## CHAPTER 11
---
# MODEL EVALUATION

---
- In this chapter we will examine strategies for evaluating the quality of models created through our learning algorithms. 
- It might appear strange to discuss model evaluation before discussing how to create them, but there is a method to our madness. 
- Models are only as useful as the quality of their predictions, and thus fundamentally our goal is not to create models (which is easy) but to create high-quality models (which is hard). 
- Therefore, before we explore the myriad learning algorithms, we first set up how we can evaluate the models they produce.

## 11.1 Cross-Validating Models
*Problem:* we want to evaluate how well our model will work in the real world
*Solution:* we will create a pipeline that
- preprocesses the data, 
- trains the model, and then 
- evaluates it using cross-validation

In [1]:
# Load libraries
from sklearn import datasets
from sklearn import metrics
from sklearn.model_selection import KFold, cross_val_score
from sklearn.pipeline import make_pipeline
from sklearn.linear_model import LogisticRegression
from sklearn.preprocessing import StandardScaler

# load digits dataset
digits = datasets.load_digits()

# create features matrix
features = digits.data

# create target vector
target = digits.target

# create standardizer
standardizer = StandardScaler()

# create logitic regression object
logit = LogisticRegression()

# create a pipeline that standardizes, then runs logistic regression
pipeline = make_pipeline(standardizer, logit)

# create k-fold cross-validation
kf = KFold(n_splits=10, shuffle=True, random_state=1)

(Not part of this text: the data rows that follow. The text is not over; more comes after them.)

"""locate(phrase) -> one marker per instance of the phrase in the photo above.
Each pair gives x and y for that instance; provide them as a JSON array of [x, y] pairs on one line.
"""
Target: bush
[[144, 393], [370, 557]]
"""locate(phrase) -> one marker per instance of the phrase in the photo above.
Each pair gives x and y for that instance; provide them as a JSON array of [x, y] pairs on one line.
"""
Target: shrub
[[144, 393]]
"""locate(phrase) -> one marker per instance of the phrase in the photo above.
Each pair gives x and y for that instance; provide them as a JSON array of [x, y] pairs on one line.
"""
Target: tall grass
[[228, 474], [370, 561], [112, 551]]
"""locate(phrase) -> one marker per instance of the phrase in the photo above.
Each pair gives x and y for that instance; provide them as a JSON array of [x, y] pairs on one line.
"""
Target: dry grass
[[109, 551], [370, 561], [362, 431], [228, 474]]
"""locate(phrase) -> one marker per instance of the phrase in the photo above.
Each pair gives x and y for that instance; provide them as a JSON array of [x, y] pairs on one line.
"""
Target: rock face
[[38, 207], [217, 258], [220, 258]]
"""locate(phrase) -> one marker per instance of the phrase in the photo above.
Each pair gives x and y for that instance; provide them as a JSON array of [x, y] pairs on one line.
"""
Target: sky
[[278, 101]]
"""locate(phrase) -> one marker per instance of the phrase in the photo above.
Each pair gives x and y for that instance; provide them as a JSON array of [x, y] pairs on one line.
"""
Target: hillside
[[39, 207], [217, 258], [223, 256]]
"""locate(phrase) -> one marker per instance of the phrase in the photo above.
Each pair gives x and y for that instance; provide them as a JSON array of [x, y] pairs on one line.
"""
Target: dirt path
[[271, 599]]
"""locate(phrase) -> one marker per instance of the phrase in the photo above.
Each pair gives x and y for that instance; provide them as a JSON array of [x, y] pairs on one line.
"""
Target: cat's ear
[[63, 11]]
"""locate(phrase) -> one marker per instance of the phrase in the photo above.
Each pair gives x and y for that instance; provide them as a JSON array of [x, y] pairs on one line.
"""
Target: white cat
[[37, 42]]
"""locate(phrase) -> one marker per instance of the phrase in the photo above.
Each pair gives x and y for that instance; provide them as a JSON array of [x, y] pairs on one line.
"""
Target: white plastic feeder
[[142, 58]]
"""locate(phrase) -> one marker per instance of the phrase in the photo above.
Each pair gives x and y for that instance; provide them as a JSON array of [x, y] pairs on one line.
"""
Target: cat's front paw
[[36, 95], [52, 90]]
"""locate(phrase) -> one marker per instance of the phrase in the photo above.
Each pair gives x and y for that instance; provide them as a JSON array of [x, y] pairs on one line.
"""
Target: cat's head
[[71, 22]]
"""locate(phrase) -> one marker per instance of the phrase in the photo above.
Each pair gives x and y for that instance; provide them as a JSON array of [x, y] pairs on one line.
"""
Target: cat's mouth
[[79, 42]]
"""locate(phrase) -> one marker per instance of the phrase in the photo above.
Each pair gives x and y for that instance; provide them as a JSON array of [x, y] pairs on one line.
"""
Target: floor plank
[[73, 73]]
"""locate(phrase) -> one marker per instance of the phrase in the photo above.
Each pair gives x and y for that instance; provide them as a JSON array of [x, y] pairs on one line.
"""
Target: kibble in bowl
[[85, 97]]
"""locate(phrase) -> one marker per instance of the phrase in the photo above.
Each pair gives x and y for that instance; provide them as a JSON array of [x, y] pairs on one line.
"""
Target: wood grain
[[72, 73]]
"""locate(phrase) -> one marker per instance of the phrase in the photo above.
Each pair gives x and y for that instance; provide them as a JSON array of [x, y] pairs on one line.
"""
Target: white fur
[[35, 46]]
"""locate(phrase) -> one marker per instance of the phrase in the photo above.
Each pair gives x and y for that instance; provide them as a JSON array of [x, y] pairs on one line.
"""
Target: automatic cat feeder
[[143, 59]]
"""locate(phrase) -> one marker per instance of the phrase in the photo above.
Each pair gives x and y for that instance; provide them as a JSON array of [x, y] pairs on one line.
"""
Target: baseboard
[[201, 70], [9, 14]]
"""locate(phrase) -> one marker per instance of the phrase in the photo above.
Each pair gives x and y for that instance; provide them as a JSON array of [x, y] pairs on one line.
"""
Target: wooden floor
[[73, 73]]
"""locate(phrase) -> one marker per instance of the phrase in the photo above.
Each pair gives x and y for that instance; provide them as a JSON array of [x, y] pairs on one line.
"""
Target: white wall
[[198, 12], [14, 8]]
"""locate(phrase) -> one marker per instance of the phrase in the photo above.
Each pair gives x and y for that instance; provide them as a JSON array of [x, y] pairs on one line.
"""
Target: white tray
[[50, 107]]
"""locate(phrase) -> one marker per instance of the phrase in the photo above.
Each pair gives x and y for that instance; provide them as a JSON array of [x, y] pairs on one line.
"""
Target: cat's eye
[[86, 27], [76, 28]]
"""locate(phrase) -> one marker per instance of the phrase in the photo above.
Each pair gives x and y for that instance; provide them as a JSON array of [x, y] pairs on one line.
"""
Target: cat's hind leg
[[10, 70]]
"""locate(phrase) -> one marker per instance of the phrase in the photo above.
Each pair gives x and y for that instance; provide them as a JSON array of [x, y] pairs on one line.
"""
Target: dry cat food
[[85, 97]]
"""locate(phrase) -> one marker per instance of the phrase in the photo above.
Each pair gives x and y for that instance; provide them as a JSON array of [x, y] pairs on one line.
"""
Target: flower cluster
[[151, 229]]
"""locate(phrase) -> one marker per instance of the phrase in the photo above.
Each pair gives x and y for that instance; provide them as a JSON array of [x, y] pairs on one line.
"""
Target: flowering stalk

# conduct k-fold cross-validation
cv_results = cross_val_score(pipeline, # Pipeline
                             features, # feature matrix
                             target, # target vector
                             cv=kf, # cross-validation technique,
                             scoring="accuracy", # loss function
                             n_jobs=-1) # use all CPU cores

# calculate mean
cv_results.mean()

0.9693916821849783

### Discussion:
- Our goal is to evaluate how well our model does on data it has never seen before (e.g., a new customer, a new crime, a new image). 
- **The validation approach:**
    - split data into training set and test set
    - set the test set aside and pretend it's never been seen before
    - train the model on the training set and teach it how to make the best predictions
    - evaluate the model on the testing set and see how it does
- The two major weaknesses of the validation approach:
    - the performance of the model can be highly dependent on which few observations were selected for the test set. 
    - Second, the model is not being trained using all the available data, and not being evaluated on all the available data.
- **The k-fold cross-validation (KFCV) strategy:**
    - data is split into k parts, called *"folds"*
    - the model is trained using k-1 folds, combined as a training set
    - the last fold is used as a test set
    - this is repeated k times each time using a different fold as the test set. 
    - The performance on the model for each of the k iterations is then averaged to produce an overall measurement.